Your child has begun to show the signs of mild Depression in middle school. Depression does tend to run in families. In vulnerable children, it often makes its first appearance in the preteen or early teen years.
It can be hard to tell the difference between mild Depression and mild ADD. This is because many of the symptoms are similar, and the age of onset is often early adolescence for both. To complicate matters, if your child has untreated ADD that becomes a problem in middle school, this can lead to depression. Luckily, many of the treatments for Depression also work for ADD.
Signs of Mild Depression:
• Sadness and crying
• Loss of interest in usual activities; withdrawal from friends, family and hobbies
• Declining grades; usually caused by loss of focus, feelings of helplessness and being overwhelmed by schoolwork
• Hopelessness; Saying things like, "I hate my life." or "Nothing ever works out for me."
• Anger and irritability; In some children, depression appears mostly as irritable and negative mood. Tantrums and rages are not uncommon signs of depression.
• Sleep disturbances; These are a cardinal sign of depression. Insomnia is common, especially early waking. Some kids will oversleep if depressed.
• Loss of appetite; The child will lose interest in food and go all day without eating. If asked, they say they do not feel hungry.
• Dark thoughts; Your child may or may not confess these to you. Often teens are not open with their parents about their inner thoughts. You can check their poetry and their diaries for clues.
This is where a therapist can be helpful. Teens will often confess their darkest thoughts to a sympathetic but neutral adult outside the family.
If your teen's dark thoughts began to verge toward suicidal thoughts or thoughts of self-harm, (such as cutting), then your child is probably suffering from a more serious form of Depression called Clinical Depression. Clinical Depression in a teen is very serious. It can be life threatening. Any threat of suicide or suicide attempt by a teen should be treated immediately by a psychiatrist or in the hospital. I will be writing another article about Clinical Depression in teens. Just let me mention now that it is very treatable.

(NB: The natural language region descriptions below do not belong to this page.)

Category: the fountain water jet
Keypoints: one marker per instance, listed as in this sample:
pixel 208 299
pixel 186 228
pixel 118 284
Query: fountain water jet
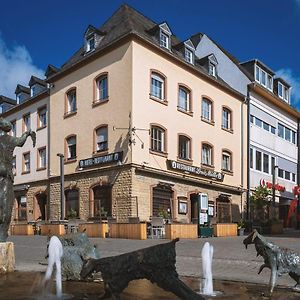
pixel 55 253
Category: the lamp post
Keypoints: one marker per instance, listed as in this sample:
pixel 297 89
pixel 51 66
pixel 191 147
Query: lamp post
pixel 273 190
pixel 62 183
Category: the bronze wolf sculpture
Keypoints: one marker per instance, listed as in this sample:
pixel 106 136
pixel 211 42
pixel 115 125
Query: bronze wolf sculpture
pixel 279 260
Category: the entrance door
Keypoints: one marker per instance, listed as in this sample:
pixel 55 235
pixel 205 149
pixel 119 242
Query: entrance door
pixel 194 208
pixel 162 201
pixel 40 210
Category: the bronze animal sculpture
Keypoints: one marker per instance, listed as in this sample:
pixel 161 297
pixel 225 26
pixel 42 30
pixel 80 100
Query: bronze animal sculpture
pixel 279 260
pixel 7 146
pixel 156 263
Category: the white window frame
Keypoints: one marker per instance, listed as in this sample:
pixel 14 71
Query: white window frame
pixel 189 55
pixel 159 78
pixel 164 39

Mild Depression, known as Dysthymia, tends to be a chronic, low-grade depression. It is not as dangerous as Clinical Depression. But is can still cause great unhappiness in the child, and all sorts of difficulty and stress for the parents. It also can damage the teen's process of maturation and lower his self-esteem. Self-esteem is fragile in adolescence anyway. Anything that damages it can make the process of growing up that much more difficult.
Helpful Parenting Tips:
• Talk to your teen about how you notice that he seems sad. Encourage him to share his thoughts and feelings. If your child's grades have deteriorated, ask him how he feels about school. "It's boring." "I hate it." "I can't concentrate." All are answers that may mean your child is dealing with depression. You can also ask your child's teachers whether they have noticed any change in his mood.
• If you notice 2 or 3 of the above listed signs of Mild Depression, take your teen to a psychotherapist or psychologist for an evaluation. Your teen may need to talk it through with a sympathetic and neutral adult. You, as a parent, may also need support to deal effectively with your teen's Depression. Mild Depression can be treated effectively with a combination of individual therapy for the teen and family therapy for the parents. If the Depression proves resistant to therapy, medication can be very helpful. It can help the child feel better quickly, and provide a stable platform of good feelings so that he can work on the Depression in therapy.
• I always recommend that teens who need medication be evaluated by a psychiatrist. This is not difficult to arrange. There are a number of excellent child psychiatrists in Contra Costa County. The usual treatment protocol is counseling once a week with a therapist and a medication check about once a month with a psychiatrist. Therapist and psychiatrist who work with teens will collaborate to provide the best possible treatment. Medication can provide a real helpful boost to the treatment of Depression, so that it can proceed more quickly. Teens with Mild Depression often do not require medication for a long time. Once the Depression is in remission for a period of time, you may be able to discontinue medication.